Bagian 22 : Jalan

2.7K 284 371
                                    


Warning! Chapter ini full drama yang nyerempet sinetron. Siapkan ember dan tisu di samping kalian, siapa tahu kalian mual dan pengen muntah. Enjoy!


Akbar menatap figura foto yang membingkai dirinya dan Reza saat kelulusan SMA mereka, yang diletakkan Reza di meja nakas kamarnya. Bersebelahan dengan dua bingkai lainnya yang berisi foto wisuda kuliah dan mereka berpose saat liburan bersama keluarga Reza semasa hidup.

Entah kenapa dia tiba-tiba punya pemikiran gila saat mendengar saran Kevin  untuk pergi sementara dari rumah itu, berjaga-jaga jika ayahnya tiba-tiba datang. Dan setelah berpikir hampir seharian, dia sudah memantapkan hatinya untuk menyampaikan hal itu pada mereka saat makan malam.
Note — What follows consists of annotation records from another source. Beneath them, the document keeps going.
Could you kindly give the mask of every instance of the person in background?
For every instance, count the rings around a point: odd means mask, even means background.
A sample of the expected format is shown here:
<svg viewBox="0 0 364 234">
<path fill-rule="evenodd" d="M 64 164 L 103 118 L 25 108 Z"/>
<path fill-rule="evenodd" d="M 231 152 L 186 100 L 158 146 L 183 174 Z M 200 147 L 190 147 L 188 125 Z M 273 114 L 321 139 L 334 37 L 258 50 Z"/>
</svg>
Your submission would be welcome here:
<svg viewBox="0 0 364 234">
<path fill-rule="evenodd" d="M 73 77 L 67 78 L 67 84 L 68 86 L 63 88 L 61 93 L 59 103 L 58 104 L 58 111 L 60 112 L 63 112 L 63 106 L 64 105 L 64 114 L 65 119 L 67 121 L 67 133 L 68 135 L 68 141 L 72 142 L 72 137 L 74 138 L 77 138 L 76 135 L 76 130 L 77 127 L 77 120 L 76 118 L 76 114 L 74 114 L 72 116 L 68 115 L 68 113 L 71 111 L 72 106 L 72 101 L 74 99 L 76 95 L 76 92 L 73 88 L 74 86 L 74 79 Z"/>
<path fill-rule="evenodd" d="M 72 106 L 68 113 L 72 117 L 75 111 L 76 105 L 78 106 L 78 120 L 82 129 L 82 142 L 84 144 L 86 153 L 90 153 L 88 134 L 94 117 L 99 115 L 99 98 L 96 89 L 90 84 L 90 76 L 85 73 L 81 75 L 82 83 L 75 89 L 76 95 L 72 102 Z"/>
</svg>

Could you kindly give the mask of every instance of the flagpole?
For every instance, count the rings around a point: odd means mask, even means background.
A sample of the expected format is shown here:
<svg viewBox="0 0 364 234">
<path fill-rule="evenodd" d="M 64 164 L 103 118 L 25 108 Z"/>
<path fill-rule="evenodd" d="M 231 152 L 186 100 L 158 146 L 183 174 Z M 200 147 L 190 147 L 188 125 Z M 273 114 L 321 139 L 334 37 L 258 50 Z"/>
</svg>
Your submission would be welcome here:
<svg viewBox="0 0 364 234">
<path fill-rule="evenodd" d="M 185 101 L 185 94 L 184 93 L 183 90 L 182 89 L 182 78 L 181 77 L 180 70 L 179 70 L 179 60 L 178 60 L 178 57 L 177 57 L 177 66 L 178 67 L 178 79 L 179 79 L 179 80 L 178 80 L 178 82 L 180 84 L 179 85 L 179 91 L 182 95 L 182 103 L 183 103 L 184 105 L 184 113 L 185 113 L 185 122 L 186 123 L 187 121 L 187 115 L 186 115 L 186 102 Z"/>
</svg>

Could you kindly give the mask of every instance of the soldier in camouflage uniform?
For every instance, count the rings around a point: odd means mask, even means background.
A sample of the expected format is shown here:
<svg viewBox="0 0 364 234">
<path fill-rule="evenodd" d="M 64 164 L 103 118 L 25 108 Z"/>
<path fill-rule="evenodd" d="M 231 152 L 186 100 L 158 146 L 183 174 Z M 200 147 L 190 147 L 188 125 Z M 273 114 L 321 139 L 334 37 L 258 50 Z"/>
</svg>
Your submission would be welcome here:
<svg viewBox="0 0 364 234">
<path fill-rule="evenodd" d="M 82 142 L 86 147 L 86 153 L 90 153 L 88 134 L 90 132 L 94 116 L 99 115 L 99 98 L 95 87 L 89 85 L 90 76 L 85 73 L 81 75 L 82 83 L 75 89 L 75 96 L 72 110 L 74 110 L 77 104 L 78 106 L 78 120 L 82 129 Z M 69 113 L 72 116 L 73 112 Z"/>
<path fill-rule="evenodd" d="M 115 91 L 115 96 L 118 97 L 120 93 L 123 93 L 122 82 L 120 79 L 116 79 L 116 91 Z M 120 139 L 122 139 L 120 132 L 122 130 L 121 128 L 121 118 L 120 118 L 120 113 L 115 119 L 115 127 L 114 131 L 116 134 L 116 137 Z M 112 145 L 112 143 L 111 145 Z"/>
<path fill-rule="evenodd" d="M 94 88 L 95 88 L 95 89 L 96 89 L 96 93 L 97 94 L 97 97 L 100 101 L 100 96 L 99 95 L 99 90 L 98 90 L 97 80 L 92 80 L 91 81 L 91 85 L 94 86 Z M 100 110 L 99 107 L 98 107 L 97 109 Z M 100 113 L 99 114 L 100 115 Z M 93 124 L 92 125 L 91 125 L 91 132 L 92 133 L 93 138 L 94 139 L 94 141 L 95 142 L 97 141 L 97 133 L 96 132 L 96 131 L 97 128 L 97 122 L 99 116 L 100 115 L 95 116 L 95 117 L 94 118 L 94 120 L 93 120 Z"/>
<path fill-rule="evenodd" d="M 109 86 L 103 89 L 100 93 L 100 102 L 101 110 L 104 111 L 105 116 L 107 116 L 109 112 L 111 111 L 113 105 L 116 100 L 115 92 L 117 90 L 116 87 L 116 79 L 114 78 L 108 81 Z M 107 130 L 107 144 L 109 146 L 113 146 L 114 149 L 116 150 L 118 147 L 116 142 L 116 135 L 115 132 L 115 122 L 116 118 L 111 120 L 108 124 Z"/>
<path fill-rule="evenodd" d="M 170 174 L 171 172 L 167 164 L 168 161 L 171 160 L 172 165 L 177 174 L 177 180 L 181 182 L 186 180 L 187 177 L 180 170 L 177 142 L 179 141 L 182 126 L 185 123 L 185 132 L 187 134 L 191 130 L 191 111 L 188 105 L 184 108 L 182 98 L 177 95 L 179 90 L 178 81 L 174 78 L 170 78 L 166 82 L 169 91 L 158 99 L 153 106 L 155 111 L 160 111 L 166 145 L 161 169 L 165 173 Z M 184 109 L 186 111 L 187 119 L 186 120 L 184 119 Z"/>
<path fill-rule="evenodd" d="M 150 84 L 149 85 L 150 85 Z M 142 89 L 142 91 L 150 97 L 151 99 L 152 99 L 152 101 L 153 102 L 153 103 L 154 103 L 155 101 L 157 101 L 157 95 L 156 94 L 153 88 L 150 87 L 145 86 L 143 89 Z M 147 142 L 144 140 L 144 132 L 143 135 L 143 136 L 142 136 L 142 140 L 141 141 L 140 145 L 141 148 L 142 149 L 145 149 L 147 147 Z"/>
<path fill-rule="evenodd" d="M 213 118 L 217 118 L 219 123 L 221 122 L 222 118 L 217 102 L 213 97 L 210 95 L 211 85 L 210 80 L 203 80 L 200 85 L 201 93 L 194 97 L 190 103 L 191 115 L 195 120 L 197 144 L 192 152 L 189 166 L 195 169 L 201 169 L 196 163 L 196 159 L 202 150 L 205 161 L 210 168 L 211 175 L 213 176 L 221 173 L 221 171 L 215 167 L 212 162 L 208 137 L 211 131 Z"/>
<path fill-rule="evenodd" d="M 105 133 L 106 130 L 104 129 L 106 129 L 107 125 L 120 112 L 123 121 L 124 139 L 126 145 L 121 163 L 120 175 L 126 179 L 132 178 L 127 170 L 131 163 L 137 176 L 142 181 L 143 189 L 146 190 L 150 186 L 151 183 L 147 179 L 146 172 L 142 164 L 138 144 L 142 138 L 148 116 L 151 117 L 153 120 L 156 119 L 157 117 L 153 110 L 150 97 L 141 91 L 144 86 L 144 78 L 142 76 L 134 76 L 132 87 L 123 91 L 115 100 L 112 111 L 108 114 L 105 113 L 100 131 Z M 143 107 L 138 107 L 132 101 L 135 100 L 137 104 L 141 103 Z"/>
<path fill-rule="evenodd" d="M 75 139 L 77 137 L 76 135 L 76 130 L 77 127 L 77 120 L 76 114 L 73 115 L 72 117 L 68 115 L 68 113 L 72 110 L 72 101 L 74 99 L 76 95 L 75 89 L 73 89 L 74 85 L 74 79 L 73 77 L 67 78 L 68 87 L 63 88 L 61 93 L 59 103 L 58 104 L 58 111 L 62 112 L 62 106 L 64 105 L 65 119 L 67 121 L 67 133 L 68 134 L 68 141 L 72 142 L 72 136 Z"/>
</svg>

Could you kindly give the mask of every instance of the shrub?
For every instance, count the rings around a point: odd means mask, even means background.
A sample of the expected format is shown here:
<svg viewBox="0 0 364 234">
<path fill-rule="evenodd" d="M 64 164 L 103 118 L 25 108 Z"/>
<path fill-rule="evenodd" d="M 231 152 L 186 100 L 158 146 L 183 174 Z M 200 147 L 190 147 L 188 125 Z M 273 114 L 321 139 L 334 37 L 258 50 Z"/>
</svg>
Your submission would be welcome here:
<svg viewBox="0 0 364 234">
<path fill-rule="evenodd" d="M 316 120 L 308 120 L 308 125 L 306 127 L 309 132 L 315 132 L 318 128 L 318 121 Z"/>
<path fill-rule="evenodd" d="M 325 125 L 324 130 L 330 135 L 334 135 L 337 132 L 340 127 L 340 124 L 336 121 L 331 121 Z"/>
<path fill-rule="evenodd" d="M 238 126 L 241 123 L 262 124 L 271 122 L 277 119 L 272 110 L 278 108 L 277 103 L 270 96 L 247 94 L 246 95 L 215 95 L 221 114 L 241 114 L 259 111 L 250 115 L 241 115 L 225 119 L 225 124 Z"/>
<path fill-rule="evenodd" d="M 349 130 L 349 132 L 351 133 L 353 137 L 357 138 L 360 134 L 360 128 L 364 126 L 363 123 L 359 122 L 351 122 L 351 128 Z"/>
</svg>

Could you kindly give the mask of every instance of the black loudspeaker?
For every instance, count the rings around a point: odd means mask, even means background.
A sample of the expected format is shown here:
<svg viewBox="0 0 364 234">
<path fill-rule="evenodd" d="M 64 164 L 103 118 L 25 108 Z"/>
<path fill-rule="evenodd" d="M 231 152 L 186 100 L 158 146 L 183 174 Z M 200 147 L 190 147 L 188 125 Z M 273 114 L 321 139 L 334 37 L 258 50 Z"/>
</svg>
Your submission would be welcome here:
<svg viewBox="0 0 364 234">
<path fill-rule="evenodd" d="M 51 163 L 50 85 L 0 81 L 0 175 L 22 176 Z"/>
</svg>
"Lo udah pikirin soal ngungsinya Bar?" tanya Kevin saat mereka menyelesaikan makan malam bersama.

"Kalo lo nggak punya bayangan mau tinggal dimana, lo bisa ke tempat gue. Besok pagi kita anter lo kesana. Gimana?" tambah Ihsan.

"Bang, Koh, sebenarnya gue punya keinginan, ada tempat yang ingin gue tuju."

"Bagus dong kalau lo udah punya tujuan. Mau kemana emangnya?" tanya Kevin penasaran.

Akbar beberapa kali menggigit bibirnya gugup. Membuat Ihsan dan Kevin saling pandang bingung.

"Gue.... Gue pengen nyusul Reza ke Belanda," jawab Akbar tegas meski dengan volume suara pelan.

"Hah?"

"Opo?!"

Kevin dan Ihsan berteriak hampir bersamaan. Akbar seketika ciut melihatnya. Usulnya memang gila.

"Belanda itu bukannya naik ojol terus bisa nyampe Bar. Sadar nggak lo?" tanya Kevin keheranan.

"Gue paham Koh. Tapi gue bener-bener pengen segera ketemu Reza, jelasin ke dia kalau gue nggak jadi tunangan sama Ratna."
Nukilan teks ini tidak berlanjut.